Another case concerns the likely pressure on the judges of the Kyiv District Administrative Court in the case of the nationalized PrivatBank.

The meeting of the National Security and Defense Council chaired by Poroshenko that took place after the court found the nationalization of the bank illegal is cited. It happened three days before the second round of the presidential election, accompanied by Poroshenko's appeal to the people about a possible default and economic crisis.

The following day the district court issued a statement: the government intervenes in the work of the court. With this statement, the Shevchenkivskyy District Court of Kyiv obliged the SBI to open proceedings against Poroshenko.

Two more facts, which are being investigated by the SBI on Poroshenko, concern the untimely appointment of judges to their posts and possible interference in the work of the Kyiv Court of Appeal.

Other Proceedings

Four other SBI proceedings include:

  • Parliament’s appointment of the Cabinet of Ministers headed by Volodymyr Groysman. The alleged crime is that then-Speaker of the Parliament Andriy Parubiy and President Poroshenko allegedly forged documents on the existence of a coalition in order to appoint officials to key positions. It was also Portnov’s statement that initiated the case.

  • Possible loss of material storage media. After taking office, acting Secretary of the NSDC Oleksandr Danylyuk announced that servers containing secret information had disappeared from the Presidential Administration's situational room. The equipment was subsequently found.

  • Possible violations in the cancellation of the orders of local administrations: land plot of 1,500 hectares was added to the state land bank.

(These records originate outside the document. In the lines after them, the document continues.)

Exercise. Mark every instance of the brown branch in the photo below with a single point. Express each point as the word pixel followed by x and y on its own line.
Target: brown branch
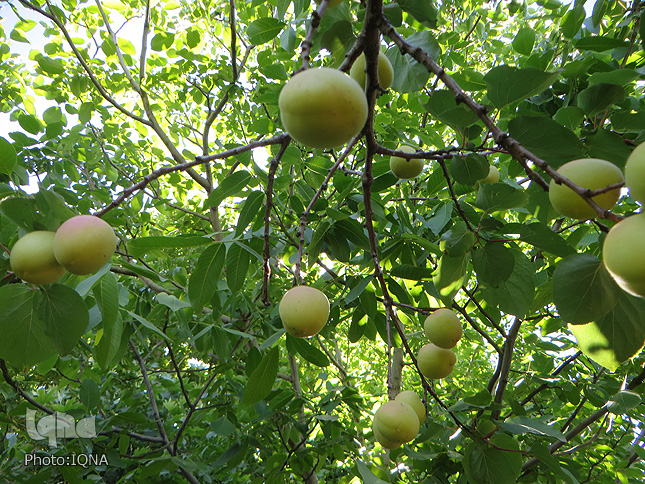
pixel 512 146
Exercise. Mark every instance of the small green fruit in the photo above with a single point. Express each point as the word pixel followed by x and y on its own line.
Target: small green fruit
pixel 492 177
pixel 397 421
pixel 403 168
pixel 443 328
pixel 32 258
pixel 322 108
pixel 83 244
pixel 304 311
pixel 412 399
pixel 623 256
pixel 385 71
pixel 435 362
pixel 590 173
pixel 635 173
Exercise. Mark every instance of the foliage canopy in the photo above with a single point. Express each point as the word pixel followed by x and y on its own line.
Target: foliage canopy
pixel 162 118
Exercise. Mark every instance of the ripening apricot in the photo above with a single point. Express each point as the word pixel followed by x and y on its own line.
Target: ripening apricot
pixel 322 108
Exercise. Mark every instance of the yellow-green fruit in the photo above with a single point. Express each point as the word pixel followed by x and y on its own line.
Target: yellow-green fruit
pixel 590 173
pixel 83 244
pixel 443 328
pixel 403 168
pixel 412 399
pixel 322 108
pixel 304 311
pixel 492 177
pixel 332 3
pixel 397 421
pixel 32 258
pixel 623 254
pixel 635 173
pixel 388 444
pixel 435 362
pixel 385 71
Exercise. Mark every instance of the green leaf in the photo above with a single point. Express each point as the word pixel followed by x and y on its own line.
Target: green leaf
pixel 171 302
pixel 204 279
pixel 237 265
pixel 106 292
pixel 467 170
pixel 108 350
pixel 547 139
pixel 600 43
pixel 410 272
pixel 485 464
pixel 442 106
pixel 542 237
pixel 65 316
pixel 507 85
pixel 89 394
pixel 514 295
pixel 368 477
pixel 493 263
pixel 263 30
pixel 308 351
pixel 261 381
pixel 623 402
pixel 141 246
pixel 572 21
pixel 616 337
pixel 450 276
pixel 7 156
pixel 231 186
pixel 424 12
pixel 494 197
pixel 49 65
pixel 162 41
pixel 409 75
pixel 24 341
pixel 524 40
pixel 583 290
pixel 599 97
pixel 29 123
pixel 524 425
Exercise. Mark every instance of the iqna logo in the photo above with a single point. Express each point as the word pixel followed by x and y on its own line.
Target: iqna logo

  • Unlawful seizure of the Ivushka guest house belonging to the Ukrainian Society of the Blind. It is claimed that Poroshenko was allegedly trying to seize the property in the upmarket village Kozyn near the capital and attach the complex to the recreation center Chayka (“Seagull”) which belongs to the Roshen factory. For this purpose, he had allegedly used company OJSC Soyuz-Invest and further resold the property to various natural persons.